Its not a bad idea to filter content though, and/or have a flag button on threads/posts. 300 million articles from 40 years of an obscure and anarchic corner of the internet are bound to contain posts that are either potentially illegal or which you otherwise don't necessarily want to be publishing.
> For an archive this is a big no-no. Respect the source material!
Though I'm also curious, that's perhaps not the tone I would have used when asking. After all, better a censored archive than no archive.
I'm just speculating, but it may be the policy of usenetarchives.com, in order to accept their upload.
Censoring seems to be done around email addresses, names, and offensive words.
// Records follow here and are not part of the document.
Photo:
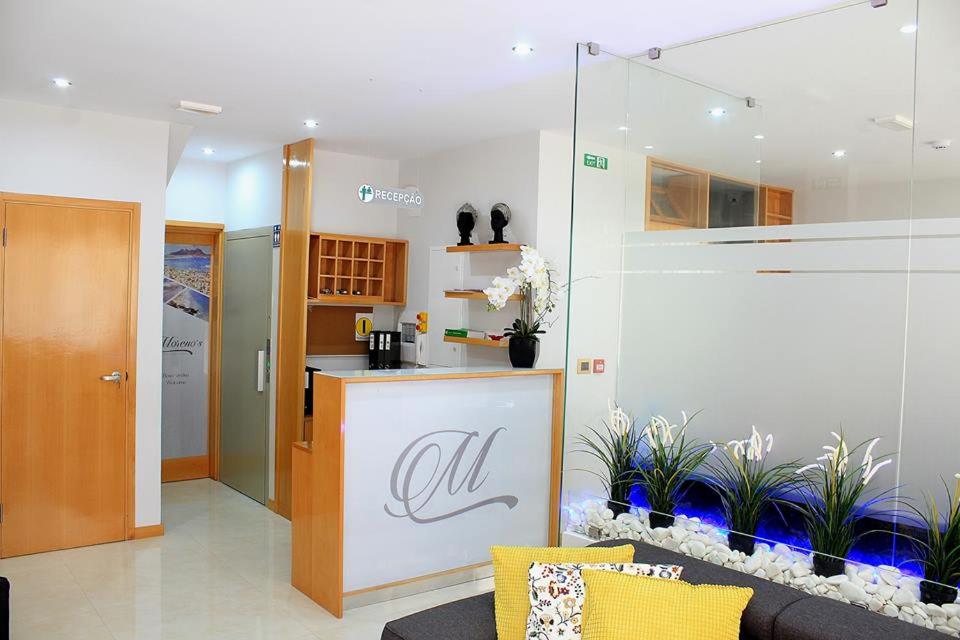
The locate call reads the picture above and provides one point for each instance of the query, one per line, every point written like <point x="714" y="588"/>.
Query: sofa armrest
<point x="468" y="619"/>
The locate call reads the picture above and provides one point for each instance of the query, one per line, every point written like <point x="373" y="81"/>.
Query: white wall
<point x="254" y="191"/>
<point x="336" y="207"/>
<point x="197" y="191"/>
<point x="852" y="200"/>
<point x="553" y="234"/>
<point x="483" y="174"/>
<point x="67" y="152"/>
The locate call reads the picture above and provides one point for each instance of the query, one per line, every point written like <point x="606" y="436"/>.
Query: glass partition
<point x="770" y="241"/>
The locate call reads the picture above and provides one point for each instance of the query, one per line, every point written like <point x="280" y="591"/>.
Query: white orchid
<point x="659" y="431"/>
<point x="534" y="281"/>
<point x="753" y="449"/>
<point x="619" y="420"/>
<point x="837" y="458"/>
<point x="869" y="469"/>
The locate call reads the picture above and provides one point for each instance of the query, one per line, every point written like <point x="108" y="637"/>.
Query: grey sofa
<point x="775" y="612"/>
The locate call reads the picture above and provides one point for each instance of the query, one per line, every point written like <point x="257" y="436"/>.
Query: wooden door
<point x="67" y="289"/>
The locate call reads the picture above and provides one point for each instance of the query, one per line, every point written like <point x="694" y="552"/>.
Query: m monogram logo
<point x="437" y="463"/>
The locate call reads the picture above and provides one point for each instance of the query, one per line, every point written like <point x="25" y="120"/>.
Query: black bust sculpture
<point x="499" y="219"/>
<point x="466" y="220"/>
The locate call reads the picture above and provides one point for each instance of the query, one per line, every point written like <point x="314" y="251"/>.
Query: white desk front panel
<point x="436" y="471"/>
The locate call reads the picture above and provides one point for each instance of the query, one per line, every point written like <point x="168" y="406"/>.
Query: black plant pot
<point x="617" y="507"/>
<point x="935" y="593"/>
<point x="524" y="352"/>
<point x="741" y="542"/>
<point x="827" y="566"/>
<point x="664" y="520"/>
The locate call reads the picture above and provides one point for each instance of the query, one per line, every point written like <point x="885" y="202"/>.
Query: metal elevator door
<point x="245" y="392"/>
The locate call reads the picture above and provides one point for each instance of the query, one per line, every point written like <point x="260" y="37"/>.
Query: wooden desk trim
<point x="318" y="514"/>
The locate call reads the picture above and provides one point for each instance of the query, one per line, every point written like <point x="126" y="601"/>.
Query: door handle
<point x="261" y="360"/>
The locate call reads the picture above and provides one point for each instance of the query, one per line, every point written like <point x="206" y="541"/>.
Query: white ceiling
<point x="384" y="78"/>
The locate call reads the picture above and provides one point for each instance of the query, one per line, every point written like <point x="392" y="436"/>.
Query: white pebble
<point x="886" y="591"/>
<point x="902" y="598"/>
<point x="852" y="592"/>
<point x="800" y="570"/>
<point x="697" y="549"/>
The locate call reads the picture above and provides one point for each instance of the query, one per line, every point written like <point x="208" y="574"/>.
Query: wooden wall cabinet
<point x="776" y="206"/>
<point x="677" y="196"/>
<point x="356" y="270"/>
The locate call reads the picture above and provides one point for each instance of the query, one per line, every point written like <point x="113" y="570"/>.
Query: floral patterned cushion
<point x="557" y="593"/>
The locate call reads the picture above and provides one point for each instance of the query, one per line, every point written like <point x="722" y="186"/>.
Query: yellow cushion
<point x="622" y="607"/>
<point x="511" y="566"/>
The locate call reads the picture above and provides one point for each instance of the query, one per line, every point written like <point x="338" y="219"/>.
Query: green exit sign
<point x="597" y="162"/>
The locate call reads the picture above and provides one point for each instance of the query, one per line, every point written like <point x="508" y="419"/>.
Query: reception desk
<point x="411" y="475"/>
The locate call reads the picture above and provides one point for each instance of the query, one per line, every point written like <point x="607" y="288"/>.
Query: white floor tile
<point x="221" y="571"/>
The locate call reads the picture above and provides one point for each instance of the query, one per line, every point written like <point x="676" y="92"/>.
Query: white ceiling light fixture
<point x="896" y="122"/>
<point x="199" y="108"/>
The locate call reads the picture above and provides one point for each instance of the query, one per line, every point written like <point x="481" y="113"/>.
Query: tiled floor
<point x="222" y="570"/>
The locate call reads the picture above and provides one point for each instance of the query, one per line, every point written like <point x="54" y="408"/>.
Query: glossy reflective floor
<point x="222" y="570"/>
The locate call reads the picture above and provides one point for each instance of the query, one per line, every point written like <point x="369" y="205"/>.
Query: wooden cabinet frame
<point x="374" y="267"/>
<point x="768" y="197"/>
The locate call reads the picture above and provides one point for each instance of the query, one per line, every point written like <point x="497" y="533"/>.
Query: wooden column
<point x="292" y="311"/>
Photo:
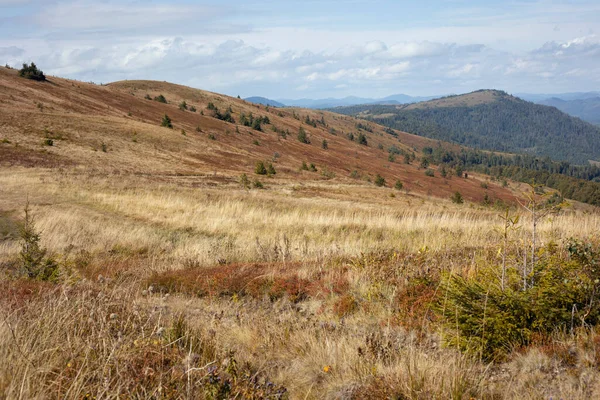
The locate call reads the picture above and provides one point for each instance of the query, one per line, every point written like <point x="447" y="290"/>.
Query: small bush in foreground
<point x="32" y="72"/>
<point x="33" y="257"/>
<point x="166" y="122"/>
<point x="561" y="295"/>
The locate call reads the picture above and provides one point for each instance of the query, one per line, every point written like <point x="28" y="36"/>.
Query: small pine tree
<point x="32" y="72"/>
<point x="302" y="137"/>
<point x="256" y="125"/>
<point x="161" y="99"/>
<point x="260" y="168"/>
<point x="362" y="139"/>
<point x="457" y="198"/>
<point x="32" y="254"/>
<point x="166" y="122"/>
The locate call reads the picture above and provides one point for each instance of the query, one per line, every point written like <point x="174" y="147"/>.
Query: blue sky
<point x="297" y="49"/>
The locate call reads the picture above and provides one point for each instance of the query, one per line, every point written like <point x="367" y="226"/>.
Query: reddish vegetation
<point x="274" y="281"/>
<point x="86" y="117"/>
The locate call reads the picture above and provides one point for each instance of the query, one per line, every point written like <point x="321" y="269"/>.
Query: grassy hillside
<point x="586" y="109"/>
<point x="492" y="120"/>
<point x="147" y="267"/>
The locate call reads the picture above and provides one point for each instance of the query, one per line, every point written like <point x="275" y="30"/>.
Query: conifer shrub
<point x="379" y="180"/>
<point x="260" y="168"/>
<point x="32" y="72"/>
<point x="457" y="198"/>
<point x="560" y="294"/>
<point x="33" y="256"/>
<point x="302" y="136"/>
<point x="166" y="122"/>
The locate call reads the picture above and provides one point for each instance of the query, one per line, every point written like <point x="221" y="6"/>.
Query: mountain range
<point x="492" y="120"/>
<point x="331" y="102"/>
Perhaps, this is done to reduce the chances of people later asking for the posts to be taken down entirely.
For example, I believe the takedown by Google of comp.lang.lisp and comp.lang.forth commented elsewhere was done because there was offensive content present. The Google support request that mentioned that reason was taken down, but it's what I remember.
For that example, it's at least fairly obvious why it was censored, but this one really puzzles me:
"Getting good FP performance from a micro seems to require
pipelining. Keeping the p<asterisk><asterisk>e(s) full seems to require a certain amount of parallelism and regularity."
Sigh. Whatever it says about you that the first place you looked was soc.sexuality.general, it is even more saddening that I knew all the words which had been redacted.